Üzüm sirkesi, mikrop öldürücü özelliği sayesinde bazı salgın hastalıkların yayılmasını önlüyor.
Türkiye'de sirke denilince ilk akla gelen marka olan Kemal Kükrer, "sanayi alanında kullanılan sirke" üretiminde en büyük yatırımlardan birini 1915'te Eskişehir'deki fabrikasında gerçekleştiriyor. Kükrer Ailesi'nin Eskişehir Odunpazarı'ndaki evlerinin bodrumunda meşe fıçılarda tamamen doğal yöntemle fermante ettikleri üzüm sirkesi, bugün asıl formülüne sadık kalınarak üretiliyor.
Dünyada ve Türkiye'de ilk kez beş buçuk ay gibi uzun bir fermantasyon süreci sonrası üretilen ve başlı başına bir sağlık iksiri olan Kemal Türker Üzüm Sirkesi, Osmanlı'dan günümüze kalan değerli bir miras olarak gösteriliyor.
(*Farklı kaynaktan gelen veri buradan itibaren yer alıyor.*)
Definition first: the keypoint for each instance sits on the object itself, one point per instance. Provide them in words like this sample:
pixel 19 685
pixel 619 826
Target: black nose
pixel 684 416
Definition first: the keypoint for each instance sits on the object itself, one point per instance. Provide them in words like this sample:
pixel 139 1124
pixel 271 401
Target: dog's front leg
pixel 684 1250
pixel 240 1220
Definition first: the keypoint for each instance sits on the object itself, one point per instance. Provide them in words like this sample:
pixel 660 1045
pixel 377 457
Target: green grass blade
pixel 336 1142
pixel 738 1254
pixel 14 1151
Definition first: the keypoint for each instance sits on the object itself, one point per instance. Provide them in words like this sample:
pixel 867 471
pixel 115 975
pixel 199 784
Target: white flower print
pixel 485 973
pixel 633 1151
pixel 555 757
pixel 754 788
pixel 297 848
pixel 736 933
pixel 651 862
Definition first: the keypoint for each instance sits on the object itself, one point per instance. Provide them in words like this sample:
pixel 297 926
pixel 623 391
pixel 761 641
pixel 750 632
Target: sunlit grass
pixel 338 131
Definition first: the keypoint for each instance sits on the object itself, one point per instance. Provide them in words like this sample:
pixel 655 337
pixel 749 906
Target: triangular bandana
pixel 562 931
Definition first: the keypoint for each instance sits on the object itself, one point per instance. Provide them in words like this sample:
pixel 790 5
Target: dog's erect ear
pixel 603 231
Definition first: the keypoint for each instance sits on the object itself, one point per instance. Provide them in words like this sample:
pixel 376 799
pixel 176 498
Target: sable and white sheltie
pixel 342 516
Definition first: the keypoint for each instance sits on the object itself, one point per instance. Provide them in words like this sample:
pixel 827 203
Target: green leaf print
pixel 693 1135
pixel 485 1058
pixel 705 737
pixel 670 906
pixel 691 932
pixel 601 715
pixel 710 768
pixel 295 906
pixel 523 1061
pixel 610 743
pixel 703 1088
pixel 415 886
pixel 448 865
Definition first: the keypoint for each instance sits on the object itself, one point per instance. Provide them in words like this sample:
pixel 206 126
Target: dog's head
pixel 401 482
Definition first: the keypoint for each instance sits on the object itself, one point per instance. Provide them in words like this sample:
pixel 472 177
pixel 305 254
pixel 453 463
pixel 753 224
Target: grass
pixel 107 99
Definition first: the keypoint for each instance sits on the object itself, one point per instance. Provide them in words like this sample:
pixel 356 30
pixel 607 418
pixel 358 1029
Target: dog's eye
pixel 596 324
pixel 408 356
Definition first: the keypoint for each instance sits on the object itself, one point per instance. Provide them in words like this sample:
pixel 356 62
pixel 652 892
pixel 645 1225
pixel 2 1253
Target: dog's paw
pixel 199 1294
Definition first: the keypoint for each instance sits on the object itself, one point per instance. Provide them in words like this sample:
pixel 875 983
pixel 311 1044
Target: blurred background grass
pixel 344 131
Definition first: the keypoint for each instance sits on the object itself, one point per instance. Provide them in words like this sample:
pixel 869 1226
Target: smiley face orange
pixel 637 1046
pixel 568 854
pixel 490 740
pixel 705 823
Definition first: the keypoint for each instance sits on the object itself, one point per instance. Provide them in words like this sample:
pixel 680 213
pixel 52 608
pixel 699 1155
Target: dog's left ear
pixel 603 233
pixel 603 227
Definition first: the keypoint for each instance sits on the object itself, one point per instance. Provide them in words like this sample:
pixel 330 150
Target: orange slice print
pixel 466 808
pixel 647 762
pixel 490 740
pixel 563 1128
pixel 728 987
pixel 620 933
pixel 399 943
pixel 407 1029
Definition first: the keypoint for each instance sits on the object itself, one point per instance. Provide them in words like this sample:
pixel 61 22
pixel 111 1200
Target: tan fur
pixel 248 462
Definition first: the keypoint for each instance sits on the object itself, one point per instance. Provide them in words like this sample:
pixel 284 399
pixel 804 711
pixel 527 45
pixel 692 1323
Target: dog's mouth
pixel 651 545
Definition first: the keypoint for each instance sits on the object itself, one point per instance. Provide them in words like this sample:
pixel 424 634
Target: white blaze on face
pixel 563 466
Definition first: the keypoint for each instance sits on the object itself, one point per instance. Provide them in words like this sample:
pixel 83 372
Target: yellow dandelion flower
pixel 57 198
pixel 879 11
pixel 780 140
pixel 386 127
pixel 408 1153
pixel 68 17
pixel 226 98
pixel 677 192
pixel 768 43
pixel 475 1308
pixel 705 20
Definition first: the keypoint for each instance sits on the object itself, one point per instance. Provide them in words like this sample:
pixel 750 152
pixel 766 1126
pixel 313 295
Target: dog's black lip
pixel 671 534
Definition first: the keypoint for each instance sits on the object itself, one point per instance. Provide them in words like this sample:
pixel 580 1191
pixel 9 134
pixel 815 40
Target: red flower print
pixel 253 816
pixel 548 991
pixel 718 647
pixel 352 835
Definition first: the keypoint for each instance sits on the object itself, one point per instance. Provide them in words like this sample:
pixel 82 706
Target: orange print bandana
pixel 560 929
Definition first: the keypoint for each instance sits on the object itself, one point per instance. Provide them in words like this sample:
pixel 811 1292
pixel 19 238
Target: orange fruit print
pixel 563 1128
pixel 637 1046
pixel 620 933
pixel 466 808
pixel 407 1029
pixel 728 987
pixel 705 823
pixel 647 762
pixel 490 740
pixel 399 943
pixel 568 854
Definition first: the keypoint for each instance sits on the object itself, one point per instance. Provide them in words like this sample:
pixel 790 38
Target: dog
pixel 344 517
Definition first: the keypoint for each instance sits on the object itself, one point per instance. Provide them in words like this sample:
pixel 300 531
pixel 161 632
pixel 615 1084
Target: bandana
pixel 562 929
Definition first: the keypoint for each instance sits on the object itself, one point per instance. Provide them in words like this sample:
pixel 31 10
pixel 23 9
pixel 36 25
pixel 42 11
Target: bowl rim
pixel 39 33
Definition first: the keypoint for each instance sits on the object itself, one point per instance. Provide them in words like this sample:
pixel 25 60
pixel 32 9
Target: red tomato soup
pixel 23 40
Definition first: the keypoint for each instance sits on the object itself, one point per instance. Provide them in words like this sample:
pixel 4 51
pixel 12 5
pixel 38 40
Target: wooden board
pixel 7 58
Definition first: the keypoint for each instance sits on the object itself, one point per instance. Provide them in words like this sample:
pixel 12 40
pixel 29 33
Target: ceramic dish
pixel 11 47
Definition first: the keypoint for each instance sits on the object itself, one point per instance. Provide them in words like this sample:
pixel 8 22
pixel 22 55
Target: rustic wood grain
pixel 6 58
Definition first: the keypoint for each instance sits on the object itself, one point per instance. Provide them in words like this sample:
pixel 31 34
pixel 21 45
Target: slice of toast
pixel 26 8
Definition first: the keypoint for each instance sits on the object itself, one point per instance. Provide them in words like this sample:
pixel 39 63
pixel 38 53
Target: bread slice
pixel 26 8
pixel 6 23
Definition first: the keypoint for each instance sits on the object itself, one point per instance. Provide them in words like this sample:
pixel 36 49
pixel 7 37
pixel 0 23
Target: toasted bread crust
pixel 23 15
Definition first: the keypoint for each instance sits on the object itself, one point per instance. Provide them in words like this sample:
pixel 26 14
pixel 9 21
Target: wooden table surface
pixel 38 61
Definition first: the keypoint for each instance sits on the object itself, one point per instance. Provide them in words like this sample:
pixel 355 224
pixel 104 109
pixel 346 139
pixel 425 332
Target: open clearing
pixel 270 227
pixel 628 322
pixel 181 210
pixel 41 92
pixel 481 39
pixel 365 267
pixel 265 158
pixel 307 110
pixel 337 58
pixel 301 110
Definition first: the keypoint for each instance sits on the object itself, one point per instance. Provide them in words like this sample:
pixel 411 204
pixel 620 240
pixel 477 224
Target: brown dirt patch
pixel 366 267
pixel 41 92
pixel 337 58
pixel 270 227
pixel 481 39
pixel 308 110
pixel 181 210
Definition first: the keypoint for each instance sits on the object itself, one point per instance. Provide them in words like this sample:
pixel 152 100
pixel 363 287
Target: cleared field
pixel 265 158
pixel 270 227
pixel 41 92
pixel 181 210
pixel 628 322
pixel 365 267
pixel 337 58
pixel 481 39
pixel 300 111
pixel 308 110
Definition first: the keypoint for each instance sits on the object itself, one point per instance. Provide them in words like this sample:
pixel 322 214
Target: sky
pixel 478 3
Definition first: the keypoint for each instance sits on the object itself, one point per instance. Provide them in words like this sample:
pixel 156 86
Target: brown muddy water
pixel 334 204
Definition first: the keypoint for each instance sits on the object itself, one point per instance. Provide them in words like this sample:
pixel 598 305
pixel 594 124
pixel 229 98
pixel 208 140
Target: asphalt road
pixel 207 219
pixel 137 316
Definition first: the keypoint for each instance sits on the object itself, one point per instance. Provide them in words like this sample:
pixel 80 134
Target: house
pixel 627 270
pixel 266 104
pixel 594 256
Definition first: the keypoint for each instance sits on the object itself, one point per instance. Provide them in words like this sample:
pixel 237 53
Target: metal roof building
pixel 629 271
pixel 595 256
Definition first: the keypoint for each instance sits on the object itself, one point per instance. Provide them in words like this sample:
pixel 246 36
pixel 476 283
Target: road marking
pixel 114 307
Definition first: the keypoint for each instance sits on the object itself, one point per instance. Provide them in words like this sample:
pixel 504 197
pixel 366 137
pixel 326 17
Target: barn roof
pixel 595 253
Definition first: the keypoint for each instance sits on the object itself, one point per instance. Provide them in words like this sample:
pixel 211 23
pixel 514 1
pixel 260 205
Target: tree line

Kemal Kükrer denilince ilk akla gelen ürün üzüm sirkesi oluyor; 40 milyon dolarlık sirke pazarının yüzde 27'sini elinde tutan Kemal Kükrer'in cirosunun yüzde 45'ini de üzüm sirkesi oluşturuyor. Piyasada 4-5 derece oranında asit içeren üzüm sirkesi halk arasında adeta bir ilaç olarak görülüyor. İştah açıcı olarak salata ve turşulara ilave edilen üzüm sirkesi Türk sofralarının vazgeçilmez bir ürünü. Üzüm sirkesi, üzüm suyunun içerdiği potasyum gibi bazı önemli mineralleri yüksek oranda içermesi sayesinde sağlık için önemli bir gıda maddesi olarak gözüküyor. Üzüm sirkesi, yorgunluk ve uykusuzluğa iyi geldiği gibi boğaz ağrılarında, baş ağrısının giderilmesinde, orta dereceli yanıkların tedavisinde, cildi yumuşatmada, astımlı hastaların nefes almalarını kolaylaştırmada, cilt lekelerine karşı kullanılıyor.
Öte yandan üzüm sirkesi mikrop öldürücü özelliği sayesinde bazı salgın hastalıkların yayılmasını önlüyor ve bir tür dezenfektan olarak kullanılıyor.